Outcome: Enforcement decisions were stable, replayable, and debuggable. Failures were machine-readable and consistently correctable by the generator in a revision loop.
Experiment 2: “Professional tone” as enforceable policy (TextBlob + explicit rules)
Problem: Teams often claim tone is subjective and rely on an LLM to judge whether outbound text is “professional.”
In practice, production definitions of “professional” usually reduce to explicit policy: no profanity, no harassment, no threats, no discriminatory language, and no sexual content.
Deterministic enforcement approach
- Policy rules: lexicon-based profanity and slur detection
- Pattern checks: deterministic harassment and threat patterns
- Sentiment signals: TextBlob polarity used only as a thresholded signal, not as authority
- Structured violations: named rule failures with explicit evidence
Determinism guarantee: Given the same text and the same policy rules, enforcement results were identical across runs. The system did not reinterpret tone or “change its mind.”
Outcome: The system enforced written policy, not vibes. When text failed, it failed for the same reason every time, producing concrete remediation targets for the generator.
Experiment 3: Privacy leakage detection with regex + checksum validation
Problem: Some teams ask an LLM judge whether outbound text leaks private data. This is the riskiest usage pattern because privacy enforcement must be conservative and auditable.
Deterministic enforcement approach
- PII patterns: regex detection for emails, phone numbers, and IDs
- Payment data: checksum validation for credit card numbers
- Secrets: deterministic secret scanners for API keys and tokens
- Trust boundaries: allowlists and denylists for internal domains
- Structured reporting: explicit violation categories with evidence
Determinism guarantee: The same text always produced the same privacy findings under the same ruleset. There was no probabilistic approval or missed violation due to reinterpretation.
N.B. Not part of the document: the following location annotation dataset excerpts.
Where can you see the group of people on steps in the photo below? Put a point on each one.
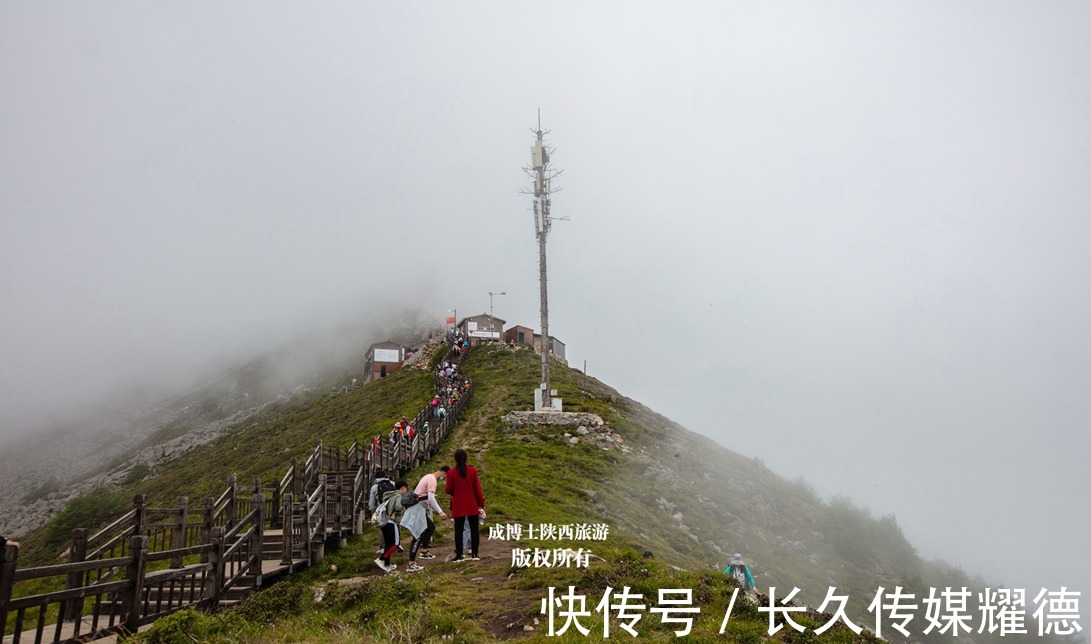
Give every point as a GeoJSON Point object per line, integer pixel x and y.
{"type": "Point", "coordinates": [395, 507]}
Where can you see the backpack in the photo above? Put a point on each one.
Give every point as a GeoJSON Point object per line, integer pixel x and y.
{"type": "Point", "coordinates": [382, 486]}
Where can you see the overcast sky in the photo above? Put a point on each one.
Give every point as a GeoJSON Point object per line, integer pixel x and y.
{"type": "Point", "coordinates": [849, 238]}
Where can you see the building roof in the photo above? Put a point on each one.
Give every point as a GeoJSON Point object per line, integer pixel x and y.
{"type": "Point", "coordinates": [478, 317]}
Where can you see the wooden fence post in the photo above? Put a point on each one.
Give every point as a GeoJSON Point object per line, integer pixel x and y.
{"type": "Point", "coordinates": [134, 594]}
{"type": "Point", "coordinates": [289, 525]}
{"type": "Point", "coordinates": [7, 581]}
{"type": "Point", "coordinates": [258, 541]}
{"type": "Point", "coordinates": [206, 528]}
{"type": "Point", "coordinates": [295, 479]}
{"type": "Point", "coordinates": [229, 514]}
{"type": "Point", "coordinates": [214, 581]}
{"type": "Point", "coordinates": [178, 534]}
{"type": "Point", "coordinates": [78, 551]}
{"type": "Point", "coordinates": [322, 503]}
{"type": "Point", "coordinates": [140, 507]}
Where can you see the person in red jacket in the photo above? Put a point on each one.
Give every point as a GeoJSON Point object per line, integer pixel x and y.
{"type": "Point", "coordinates": [467, 502]}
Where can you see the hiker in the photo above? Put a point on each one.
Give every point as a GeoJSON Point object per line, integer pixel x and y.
{"type": "Point", "coordinates": [741, 572]}
{"type": "Point", "coordinates": [418, 516]}
{"type": "Point", "coordinates": [379, 489]}
{"type": "Point", "coordinates": [467, 503]}
{"type": "Point", "coordinates": [387, 515]}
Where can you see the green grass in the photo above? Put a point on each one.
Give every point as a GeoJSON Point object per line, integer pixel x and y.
{"type": "Point", "coordinates": [534, 475]}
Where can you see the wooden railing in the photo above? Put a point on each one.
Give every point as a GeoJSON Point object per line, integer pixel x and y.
{"type": "Point", "coordinates": [154, 561]}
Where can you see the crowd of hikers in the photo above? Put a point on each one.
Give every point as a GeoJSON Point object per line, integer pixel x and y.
{"type": "Point", "coordinates": [394, 505]}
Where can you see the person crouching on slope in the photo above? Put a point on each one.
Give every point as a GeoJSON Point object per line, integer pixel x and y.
{"type": "Point", "coordinates": [386, 516]}
{"type": "Point", "coordinates": [467, 502]}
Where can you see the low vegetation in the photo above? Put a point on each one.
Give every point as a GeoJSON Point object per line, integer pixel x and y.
{"type": "Point", "coordinates": [676, 505]}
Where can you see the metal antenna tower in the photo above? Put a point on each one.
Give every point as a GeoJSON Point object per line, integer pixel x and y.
{"type": "Point", "coordinates": [542, 175]}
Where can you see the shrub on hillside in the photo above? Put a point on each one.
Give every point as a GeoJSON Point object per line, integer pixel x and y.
{"type": "Point", "coordinates": [90, 510]}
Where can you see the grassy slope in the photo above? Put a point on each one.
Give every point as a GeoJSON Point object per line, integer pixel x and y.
{"type": "Point", "coordinates": [720, 499]}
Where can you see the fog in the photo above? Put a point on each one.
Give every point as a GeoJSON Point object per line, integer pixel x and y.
{"type": "Point", "coordinates": [847, 238]}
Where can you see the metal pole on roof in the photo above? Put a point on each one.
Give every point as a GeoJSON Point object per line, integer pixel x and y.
{"type": "Point", "coordinates": [490, 301]}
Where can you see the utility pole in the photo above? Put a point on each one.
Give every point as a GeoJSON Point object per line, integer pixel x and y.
{"type": "Point", "coordinates": [542, 175]}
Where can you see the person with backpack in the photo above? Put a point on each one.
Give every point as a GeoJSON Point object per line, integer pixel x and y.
{"type": "Point", "coordinates": [387, 515]}
{"type": "Point", "coordinates": [379, 490]}
{"type": "Point", "coordinates": [467, 503]}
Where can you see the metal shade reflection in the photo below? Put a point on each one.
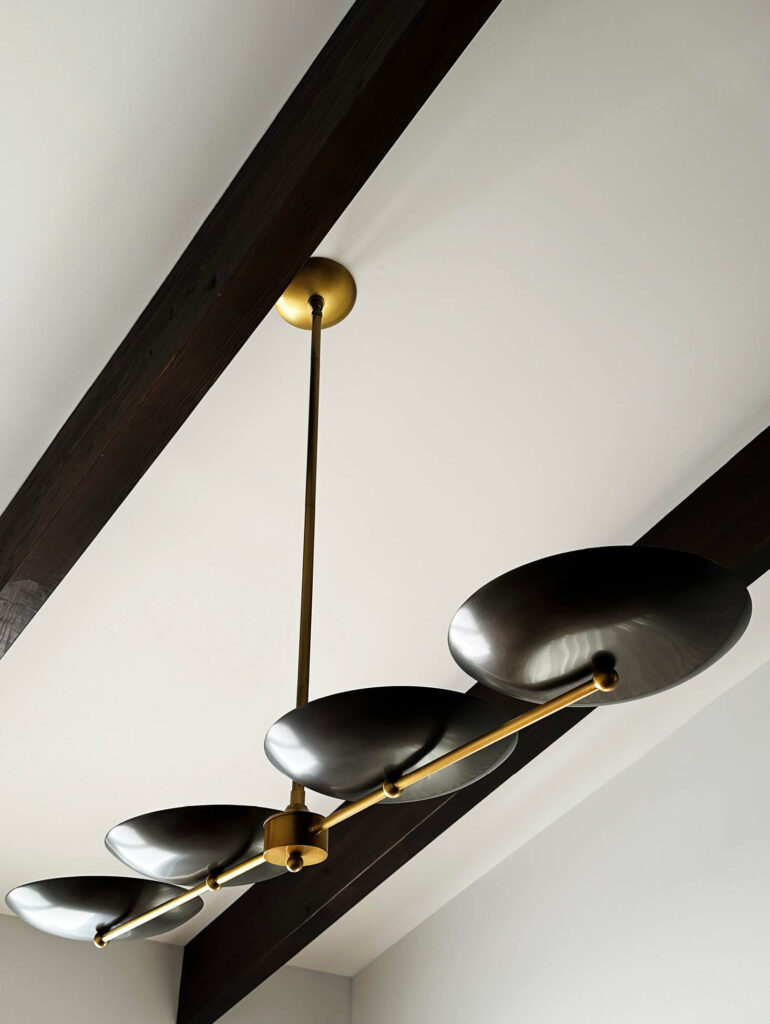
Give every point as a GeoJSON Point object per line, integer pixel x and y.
{"type": "Point", "coordinates": [347, 744]}
{"type": "Point", "coordinates": [79, 907]}
{"type": "Point", "coordinates": [183, 845]}
{"type": "Point", "coordinates": [657, 616]}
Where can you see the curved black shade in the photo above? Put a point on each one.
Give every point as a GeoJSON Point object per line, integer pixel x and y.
{"type": "Point", "coordinates": [347, 744]}
{"type": "Point", "coordinates": [184, 844]}
{"type": "Point", "coordinates": [79, 907]}
{"type": "Point", "coordinates": [658, 616]}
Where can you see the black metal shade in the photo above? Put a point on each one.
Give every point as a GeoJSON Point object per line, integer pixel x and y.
{"type": "Point", "coordinates": [79, 907]}
{"type": "Point", "coordinates": [347, 744]}
{"type": "Point", "coordinates": [184, 844]}
{"type": "Point", "coordinates": [657, 616]}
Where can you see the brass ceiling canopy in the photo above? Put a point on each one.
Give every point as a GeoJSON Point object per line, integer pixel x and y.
{"type": "Point", "coordinates": [596, 626]}
{"type": "Point", "coordinates": [323, 276]}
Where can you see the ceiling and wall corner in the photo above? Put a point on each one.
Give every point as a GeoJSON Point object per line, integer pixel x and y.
{"type": "Point", "coordinates": [561, 330]}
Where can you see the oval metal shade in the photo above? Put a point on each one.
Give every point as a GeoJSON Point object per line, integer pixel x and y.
{"type": "Point", "coordinates": [184, 844]}
{"type": "Point", "coordinates": [658, 616]}
{"type": "Point", "coordinates": [346, 744]}
{"type": "Point", "coordinates": [79, 907]}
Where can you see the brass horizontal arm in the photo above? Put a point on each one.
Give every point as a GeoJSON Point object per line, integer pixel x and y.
{"type": "Point", "coordinates": [600, 681]}
{"type": "Point", "coordinates": [212, 884]}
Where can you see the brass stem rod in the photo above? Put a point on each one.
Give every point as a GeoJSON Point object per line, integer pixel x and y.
{"type": "Point", "coordinates": [308, 549]}
{"type": "Point", "coordinates": [212, 884]}
{"type": "Point", "coordinates": [303, 664]}
{"type": "Point", "coordinates": [599, 682]}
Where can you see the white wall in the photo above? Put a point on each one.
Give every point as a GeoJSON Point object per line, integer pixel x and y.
{"type": "Point", "coordinates": [294, 995]}
{"type": "Point", "coordinates": [44, 979]}
{"type": "Point", "coordinates": [647, 902]}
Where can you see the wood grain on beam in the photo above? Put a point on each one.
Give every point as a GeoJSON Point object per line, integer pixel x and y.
{"type": "Point", "coordinates": [726, 519]}
{"type": "Point", "coordinates": [369, 81]}
{"type": "Point", "coordinates": [274, 920]}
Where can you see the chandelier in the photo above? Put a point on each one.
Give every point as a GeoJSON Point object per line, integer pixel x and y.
{"type": "Point", "coordinates": [595, 627]}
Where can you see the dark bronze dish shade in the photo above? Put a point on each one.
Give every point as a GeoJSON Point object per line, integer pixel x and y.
{"type": "Point", "coordinates": [347, 744]}
{"type": "Point", "coordinates": [80, 907]}
{"type": "Point", "coordinates": [183, 845]}
{"type": "Point", "coordinates": [656, 616]}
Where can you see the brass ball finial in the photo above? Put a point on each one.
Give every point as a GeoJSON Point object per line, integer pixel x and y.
{"type": "Point", "coordinates": [606, 680]}
{"type": "Point", "coordinates": [295, 862]}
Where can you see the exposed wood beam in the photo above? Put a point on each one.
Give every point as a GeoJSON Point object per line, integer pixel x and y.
{"type": "Point", "coordinates": [726, 519]}
{"type": "Point", "coordinates": [369, 81]}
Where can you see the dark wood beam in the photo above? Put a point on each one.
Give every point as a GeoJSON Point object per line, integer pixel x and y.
{"type": "Point", "coordinates": [726, 519]}
{"type": "Point", "coordinates": [369, 81]}
{"type": "Point", "coordinates": [274, 920]}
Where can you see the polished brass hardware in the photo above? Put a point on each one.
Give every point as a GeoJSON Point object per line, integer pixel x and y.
{"type": "Point", "coordinates": [606, 681]}
{"type": "Point", "coordinates": [294, 841]}
{"type": "Point", "coordinates": [212, 884]}
{"type": "Point", "coordinates": [298, 838]}
{"type": "Point", "coordinates": [323, 293]}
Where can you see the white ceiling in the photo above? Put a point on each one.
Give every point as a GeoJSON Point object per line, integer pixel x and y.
{"type": "Point", "coordinates": [561, 330]}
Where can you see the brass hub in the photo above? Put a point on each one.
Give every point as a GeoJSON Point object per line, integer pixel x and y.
{"type": "Point", "coordinates": [291, 843]}
{"type": "Point", "coordinates": [323, 276]}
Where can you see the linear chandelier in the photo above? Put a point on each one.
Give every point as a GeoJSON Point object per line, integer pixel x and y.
{"type": "Point", "coordinates": [598, 626]}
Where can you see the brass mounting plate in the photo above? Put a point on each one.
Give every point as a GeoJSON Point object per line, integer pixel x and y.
{"type": "Point", "coordinates": [291, 833]}
{"type": "Point", "coordinates": [323, 276]}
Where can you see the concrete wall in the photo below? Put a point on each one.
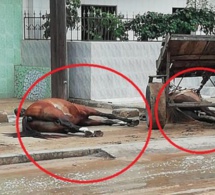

Outcome: Enforcement behaved like a real DLP system: replayable, explainable, and biased toward failing closed. These properties are not optional at privacy boundaries.
What these experiments demonstrate
Across all three domains, the same pattern emerged:
- Deterministic inputs produced deterministic outcomes.
- Violations were explicit, stable, and inspectable.
- Enforcement logic was testable with fixed fixtures.
- LLMs were most effective inside the revision loop, not at the gate.
The architectural takeaway
These experiments reinforce the core architecture of this article:
- LLMs generate candidate outputs.
- Deterministic enforcers validate.
- Failures return structured errors.
- LLMs revise based on explicit constraints.
- Repeat until valid.
LLMs propose. Deterministic systems decide.
Determinism is not about rigidity. It is about making trust boundaries replayable, inspectable, and accountable.